1.6
May 28, 2012

Engaged Buddhism And A Policy Of Exchange.

I’m back in the States for a few weeks before heading back to India in June.

I’m tooling around Colorado, visiting friends, sneaking up on them when they least expect it.

I just popped in to see an old friend of mine at the Tibetan imports shop in Colorado Springs. He’s from Nepal and has been practicing Buddhism his whole life. All I can say is, it shows.

The shop is slow this time of year. There are no customers and we spend a half hour catching up under the silent gaze of Buddha statues and Himalayan ritual masks. I feel like I haven’t left north India at all.

A woman comes to the door and I think “Oh good! A customer for my friend!”

But she’s not here to buy anything. She wants to return a candle holder she bought a few days ago.

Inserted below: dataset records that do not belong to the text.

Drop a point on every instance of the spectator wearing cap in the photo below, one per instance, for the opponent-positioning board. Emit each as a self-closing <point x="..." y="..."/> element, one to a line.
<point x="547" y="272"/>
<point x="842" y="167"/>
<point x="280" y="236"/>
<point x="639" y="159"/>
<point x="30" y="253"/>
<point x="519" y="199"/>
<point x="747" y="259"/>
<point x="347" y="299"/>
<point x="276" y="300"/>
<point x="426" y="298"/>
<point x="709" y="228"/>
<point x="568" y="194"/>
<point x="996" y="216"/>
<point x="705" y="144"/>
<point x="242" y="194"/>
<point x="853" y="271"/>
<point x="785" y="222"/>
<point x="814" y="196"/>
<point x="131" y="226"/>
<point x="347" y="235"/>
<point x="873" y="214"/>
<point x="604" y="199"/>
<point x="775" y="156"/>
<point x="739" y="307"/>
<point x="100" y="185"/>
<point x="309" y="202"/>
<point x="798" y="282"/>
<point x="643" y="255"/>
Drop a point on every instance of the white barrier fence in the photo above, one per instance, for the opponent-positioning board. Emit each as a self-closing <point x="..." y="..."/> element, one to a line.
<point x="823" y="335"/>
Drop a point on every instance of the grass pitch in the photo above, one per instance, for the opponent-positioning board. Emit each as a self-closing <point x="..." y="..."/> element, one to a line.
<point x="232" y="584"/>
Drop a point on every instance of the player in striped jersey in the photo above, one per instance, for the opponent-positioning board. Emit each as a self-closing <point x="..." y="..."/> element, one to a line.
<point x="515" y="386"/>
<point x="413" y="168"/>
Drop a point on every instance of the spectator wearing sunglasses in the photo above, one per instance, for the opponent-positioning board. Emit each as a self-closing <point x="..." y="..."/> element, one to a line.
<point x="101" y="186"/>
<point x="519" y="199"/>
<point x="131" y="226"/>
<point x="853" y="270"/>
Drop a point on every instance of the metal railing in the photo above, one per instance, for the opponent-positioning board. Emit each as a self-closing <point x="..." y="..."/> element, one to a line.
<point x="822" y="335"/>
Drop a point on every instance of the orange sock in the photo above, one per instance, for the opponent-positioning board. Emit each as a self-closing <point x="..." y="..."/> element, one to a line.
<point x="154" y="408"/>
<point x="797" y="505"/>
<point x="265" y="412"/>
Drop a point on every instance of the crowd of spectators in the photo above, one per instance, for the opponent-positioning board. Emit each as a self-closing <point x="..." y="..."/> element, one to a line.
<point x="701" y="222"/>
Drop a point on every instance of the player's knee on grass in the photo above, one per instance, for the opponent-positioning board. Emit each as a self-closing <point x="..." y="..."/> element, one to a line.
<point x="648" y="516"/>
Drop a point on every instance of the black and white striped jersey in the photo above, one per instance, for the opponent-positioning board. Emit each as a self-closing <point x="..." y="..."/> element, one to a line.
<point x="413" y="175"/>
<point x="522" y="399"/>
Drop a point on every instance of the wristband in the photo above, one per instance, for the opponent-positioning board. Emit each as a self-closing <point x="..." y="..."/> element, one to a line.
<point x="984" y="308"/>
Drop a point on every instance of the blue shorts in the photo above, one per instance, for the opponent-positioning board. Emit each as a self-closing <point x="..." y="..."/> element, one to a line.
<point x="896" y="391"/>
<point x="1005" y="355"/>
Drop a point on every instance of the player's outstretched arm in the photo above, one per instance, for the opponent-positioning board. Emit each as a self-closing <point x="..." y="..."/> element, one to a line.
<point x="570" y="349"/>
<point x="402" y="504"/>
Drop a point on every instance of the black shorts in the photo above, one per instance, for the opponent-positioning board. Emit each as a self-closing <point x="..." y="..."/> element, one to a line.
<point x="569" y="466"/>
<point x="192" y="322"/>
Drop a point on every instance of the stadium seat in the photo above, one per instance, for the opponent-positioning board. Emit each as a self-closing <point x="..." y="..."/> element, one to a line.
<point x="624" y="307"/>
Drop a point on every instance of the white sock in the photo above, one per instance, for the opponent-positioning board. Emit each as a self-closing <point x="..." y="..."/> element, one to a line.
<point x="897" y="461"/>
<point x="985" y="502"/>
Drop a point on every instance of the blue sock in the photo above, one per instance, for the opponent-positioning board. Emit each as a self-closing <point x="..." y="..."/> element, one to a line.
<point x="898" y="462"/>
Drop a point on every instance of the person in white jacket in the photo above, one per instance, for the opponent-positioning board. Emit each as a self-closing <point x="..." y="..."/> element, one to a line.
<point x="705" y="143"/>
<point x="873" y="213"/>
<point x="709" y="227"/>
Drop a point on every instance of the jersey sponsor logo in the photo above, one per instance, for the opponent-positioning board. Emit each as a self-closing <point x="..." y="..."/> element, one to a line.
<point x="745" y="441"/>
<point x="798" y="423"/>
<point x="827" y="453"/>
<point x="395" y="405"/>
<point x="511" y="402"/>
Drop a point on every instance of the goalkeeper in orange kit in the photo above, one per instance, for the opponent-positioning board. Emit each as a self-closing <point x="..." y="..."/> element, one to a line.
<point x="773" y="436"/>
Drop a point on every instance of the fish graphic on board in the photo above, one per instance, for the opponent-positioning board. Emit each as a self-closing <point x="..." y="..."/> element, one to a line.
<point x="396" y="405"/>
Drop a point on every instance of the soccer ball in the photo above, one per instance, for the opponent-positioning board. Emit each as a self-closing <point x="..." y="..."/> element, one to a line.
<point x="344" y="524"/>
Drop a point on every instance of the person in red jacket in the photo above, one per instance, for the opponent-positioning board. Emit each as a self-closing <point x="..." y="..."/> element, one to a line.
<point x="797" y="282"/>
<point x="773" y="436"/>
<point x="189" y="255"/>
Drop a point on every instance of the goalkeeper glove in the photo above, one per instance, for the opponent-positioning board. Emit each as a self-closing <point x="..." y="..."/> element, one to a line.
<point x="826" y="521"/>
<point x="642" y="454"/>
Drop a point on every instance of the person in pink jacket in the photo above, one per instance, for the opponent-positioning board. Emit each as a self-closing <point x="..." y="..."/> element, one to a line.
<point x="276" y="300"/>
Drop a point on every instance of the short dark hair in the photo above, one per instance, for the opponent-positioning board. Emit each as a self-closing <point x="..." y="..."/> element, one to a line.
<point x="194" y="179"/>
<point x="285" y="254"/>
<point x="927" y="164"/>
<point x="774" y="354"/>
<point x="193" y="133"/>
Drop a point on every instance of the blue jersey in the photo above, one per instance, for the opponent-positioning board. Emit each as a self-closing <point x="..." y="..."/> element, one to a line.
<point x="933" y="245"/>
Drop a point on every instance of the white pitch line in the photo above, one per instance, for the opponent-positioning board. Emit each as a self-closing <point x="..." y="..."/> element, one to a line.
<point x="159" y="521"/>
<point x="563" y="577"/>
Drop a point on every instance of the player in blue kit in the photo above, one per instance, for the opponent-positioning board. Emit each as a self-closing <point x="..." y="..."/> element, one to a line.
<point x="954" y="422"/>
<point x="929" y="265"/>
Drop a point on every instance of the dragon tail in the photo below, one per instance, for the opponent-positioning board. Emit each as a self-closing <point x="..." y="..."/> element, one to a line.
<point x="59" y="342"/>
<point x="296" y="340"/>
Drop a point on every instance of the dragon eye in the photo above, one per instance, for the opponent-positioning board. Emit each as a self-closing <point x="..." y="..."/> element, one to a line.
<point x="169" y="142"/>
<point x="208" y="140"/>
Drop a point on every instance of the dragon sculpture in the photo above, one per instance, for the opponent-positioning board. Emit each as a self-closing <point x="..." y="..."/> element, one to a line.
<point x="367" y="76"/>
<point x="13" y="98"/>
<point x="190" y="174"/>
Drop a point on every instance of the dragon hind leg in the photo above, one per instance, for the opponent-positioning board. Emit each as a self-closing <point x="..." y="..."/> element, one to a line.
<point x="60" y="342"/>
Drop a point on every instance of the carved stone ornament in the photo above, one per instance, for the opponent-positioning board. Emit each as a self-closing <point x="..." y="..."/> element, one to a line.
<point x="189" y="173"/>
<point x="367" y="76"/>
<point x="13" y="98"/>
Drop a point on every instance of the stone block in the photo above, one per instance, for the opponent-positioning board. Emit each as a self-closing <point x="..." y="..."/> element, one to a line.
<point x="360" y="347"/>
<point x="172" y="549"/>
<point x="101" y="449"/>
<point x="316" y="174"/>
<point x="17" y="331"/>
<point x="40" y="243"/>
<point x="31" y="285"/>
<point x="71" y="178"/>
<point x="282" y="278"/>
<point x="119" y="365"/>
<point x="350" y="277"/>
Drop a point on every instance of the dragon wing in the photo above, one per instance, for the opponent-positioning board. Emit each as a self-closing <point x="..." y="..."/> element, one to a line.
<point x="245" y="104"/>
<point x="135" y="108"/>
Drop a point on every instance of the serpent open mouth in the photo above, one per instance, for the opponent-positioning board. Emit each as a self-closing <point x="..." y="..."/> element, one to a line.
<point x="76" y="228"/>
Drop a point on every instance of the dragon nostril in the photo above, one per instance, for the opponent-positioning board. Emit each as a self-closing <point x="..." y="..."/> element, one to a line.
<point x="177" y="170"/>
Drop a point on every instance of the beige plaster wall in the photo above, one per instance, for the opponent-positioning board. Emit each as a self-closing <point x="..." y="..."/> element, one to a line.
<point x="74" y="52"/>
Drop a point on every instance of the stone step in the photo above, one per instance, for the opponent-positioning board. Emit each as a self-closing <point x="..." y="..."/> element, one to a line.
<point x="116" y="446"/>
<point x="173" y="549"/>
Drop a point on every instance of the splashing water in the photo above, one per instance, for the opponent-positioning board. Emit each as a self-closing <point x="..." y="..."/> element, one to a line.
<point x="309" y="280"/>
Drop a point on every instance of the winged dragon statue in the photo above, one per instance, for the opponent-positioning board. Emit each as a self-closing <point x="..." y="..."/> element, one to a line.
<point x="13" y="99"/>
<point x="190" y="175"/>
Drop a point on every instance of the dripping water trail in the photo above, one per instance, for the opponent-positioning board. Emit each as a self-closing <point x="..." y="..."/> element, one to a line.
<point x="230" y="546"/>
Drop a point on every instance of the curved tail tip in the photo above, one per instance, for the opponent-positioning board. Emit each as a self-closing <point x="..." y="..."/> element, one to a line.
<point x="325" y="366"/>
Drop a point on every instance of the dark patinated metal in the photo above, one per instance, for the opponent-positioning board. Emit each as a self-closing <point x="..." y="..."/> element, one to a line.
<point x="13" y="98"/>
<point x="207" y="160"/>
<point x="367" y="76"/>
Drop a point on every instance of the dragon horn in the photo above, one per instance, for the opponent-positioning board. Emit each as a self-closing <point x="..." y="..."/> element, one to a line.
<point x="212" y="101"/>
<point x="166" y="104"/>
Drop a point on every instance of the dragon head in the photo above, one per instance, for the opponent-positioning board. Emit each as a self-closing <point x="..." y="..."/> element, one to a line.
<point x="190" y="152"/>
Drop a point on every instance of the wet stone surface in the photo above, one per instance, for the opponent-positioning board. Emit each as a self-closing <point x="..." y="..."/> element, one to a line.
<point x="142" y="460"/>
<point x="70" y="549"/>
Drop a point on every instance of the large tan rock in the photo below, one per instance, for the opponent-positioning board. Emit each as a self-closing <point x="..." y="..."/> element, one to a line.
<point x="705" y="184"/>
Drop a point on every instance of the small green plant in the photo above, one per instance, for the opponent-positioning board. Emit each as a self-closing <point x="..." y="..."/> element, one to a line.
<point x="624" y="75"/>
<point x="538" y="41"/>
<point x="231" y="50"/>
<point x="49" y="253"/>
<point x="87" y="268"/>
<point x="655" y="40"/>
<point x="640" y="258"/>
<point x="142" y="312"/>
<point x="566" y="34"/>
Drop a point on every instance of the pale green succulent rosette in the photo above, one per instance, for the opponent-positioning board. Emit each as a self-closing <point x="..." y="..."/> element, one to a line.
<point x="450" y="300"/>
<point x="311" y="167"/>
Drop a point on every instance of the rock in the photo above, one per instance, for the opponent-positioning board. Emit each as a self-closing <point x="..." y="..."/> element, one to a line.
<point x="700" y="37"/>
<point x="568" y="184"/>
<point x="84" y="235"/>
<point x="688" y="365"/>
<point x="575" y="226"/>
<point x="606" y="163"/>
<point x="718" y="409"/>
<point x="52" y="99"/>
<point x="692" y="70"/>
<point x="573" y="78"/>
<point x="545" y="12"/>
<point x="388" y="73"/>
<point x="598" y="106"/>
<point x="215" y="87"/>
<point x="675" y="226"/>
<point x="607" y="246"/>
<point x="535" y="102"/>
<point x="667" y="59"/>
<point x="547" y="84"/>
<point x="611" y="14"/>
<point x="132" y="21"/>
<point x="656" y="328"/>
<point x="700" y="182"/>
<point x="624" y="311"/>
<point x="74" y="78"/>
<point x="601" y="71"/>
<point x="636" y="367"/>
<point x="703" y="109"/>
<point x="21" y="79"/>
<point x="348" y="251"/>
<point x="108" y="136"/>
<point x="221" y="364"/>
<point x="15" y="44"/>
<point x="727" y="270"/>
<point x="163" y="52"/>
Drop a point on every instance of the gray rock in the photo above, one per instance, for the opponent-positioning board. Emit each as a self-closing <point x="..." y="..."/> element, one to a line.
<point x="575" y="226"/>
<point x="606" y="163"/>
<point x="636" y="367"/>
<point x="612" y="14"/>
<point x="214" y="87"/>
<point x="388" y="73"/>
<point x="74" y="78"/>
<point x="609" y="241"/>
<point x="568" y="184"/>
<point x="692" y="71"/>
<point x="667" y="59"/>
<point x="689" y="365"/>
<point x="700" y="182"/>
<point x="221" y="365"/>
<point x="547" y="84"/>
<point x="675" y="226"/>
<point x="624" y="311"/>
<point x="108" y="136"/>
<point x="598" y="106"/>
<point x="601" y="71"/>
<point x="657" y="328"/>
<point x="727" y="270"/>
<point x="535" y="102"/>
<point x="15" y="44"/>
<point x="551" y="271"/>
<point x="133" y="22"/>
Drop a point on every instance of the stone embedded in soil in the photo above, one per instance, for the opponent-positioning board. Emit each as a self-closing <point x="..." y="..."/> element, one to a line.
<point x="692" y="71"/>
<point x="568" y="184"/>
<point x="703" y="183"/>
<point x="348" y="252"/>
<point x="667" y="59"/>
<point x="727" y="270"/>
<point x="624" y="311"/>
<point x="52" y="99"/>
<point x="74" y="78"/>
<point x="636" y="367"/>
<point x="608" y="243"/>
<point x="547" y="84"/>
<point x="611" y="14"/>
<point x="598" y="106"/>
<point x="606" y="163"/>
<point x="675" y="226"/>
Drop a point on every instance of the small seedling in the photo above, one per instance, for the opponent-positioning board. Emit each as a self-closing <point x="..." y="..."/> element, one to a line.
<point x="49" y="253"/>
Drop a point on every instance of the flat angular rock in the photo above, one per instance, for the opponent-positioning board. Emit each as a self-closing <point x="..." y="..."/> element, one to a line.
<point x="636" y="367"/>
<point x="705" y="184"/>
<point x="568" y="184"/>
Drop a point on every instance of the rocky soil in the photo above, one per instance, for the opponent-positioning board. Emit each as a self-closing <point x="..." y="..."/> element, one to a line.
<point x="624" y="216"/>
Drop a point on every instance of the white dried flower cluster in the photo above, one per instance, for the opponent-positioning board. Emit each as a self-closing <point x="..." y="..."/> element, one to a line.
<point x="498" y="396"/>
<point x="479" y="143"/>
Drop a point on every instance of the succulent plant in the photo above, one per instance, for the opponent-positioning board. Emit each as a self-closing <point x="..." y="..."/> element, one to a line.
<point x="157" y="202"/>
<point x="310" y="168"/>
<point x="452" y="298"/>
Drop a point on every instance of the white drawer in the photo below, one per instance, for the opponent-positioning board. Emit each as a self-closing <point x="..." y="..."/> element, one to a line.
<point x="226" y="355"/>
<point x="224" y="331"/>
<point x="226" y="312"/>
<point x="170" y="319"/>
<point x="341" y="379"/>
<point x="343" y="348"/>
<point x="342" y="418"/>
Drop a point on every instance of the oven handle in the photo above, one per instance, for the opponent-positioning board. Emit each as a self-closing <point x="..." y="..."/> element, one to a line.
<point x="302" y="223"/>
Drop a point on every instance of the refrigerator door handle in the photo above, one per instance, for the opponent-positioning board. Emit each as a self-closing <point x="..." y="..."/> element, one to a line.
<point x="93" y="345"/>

“I’m sorry,” my friend says. “I told you when you bought this that we can’t accept returns, only exchanges.”

The woman goes on the attack. She’s not having any of that. The customer, after all, is always right.

I stand nonchalantly next to a display case, pretending that I’m shopping for trinkets. I’m replaying the scenes in my mind from twelve years in the restaurant business. I imagine being in my friend’s shoes. The blood rushes to my face as I feel embarrassment for the woman making the scene and sympathy for my friend. I remember the salty, metallic taste of biting my tongue, holding back a self-righteous stream of profanity that would put the unruly customer in her place. Then I imagine putting on my best fake smile and politely, if not unwillingly, giving her money back.

The woman is unyielding and my friend winds up doing just that. She is about to walk out, huffing with satisfaction. But then my friend leans over the counter, and without any trace of anger or indignation, gives her the Dharmic low down.

“Getting angry only hurts you,” he begins. “It doesn’t affect me at all. It only brings you unhappiness. Think about what you’re getting upset about. $6. A cup of coffee. Is this really worth all the pain you’re causing yourself?”

I’m expecting the woman to explode, to go on a rampage, to really cause a scene. Maybe it’s the Buddha statues all around us. Maybe it’s the look in my friend’s eyes and the non-threatening, loving tone in his voice. In any case, the woman doesn’t freak out. Instead she does just the opposite.

“You’re right,” she says obviously embarrassed. “You’re right and I’m sorry.” And you know what? She means it.

I am filled with awe and a kind of rejoicing bubbles up inside me at this little interaction, this one-act play that is being rehearsed to perfection day after day throughout the world.

This is truly engaged Buddhism. This is the fearless action and conduct of the bodhisattva.

I think many of us, myself included, have the misconception that being Buddhist means being passive. But this is not the case at all. Really embodying the teachings in daily life means that we have to be skillful when dealing with another’s unskillful behavior. Sometimes we have to engage others by calling them out. We can do this with kind, loving hearts without taking the situation personally, without being defensive or aggressive ourselves, without clinging desperately to our own egos.

As the woman leaves I imagine that she has a lot to think about. I know that I do and I smile at my friend, grateful for the teaching and hoping that I will be able to take it to heart as well.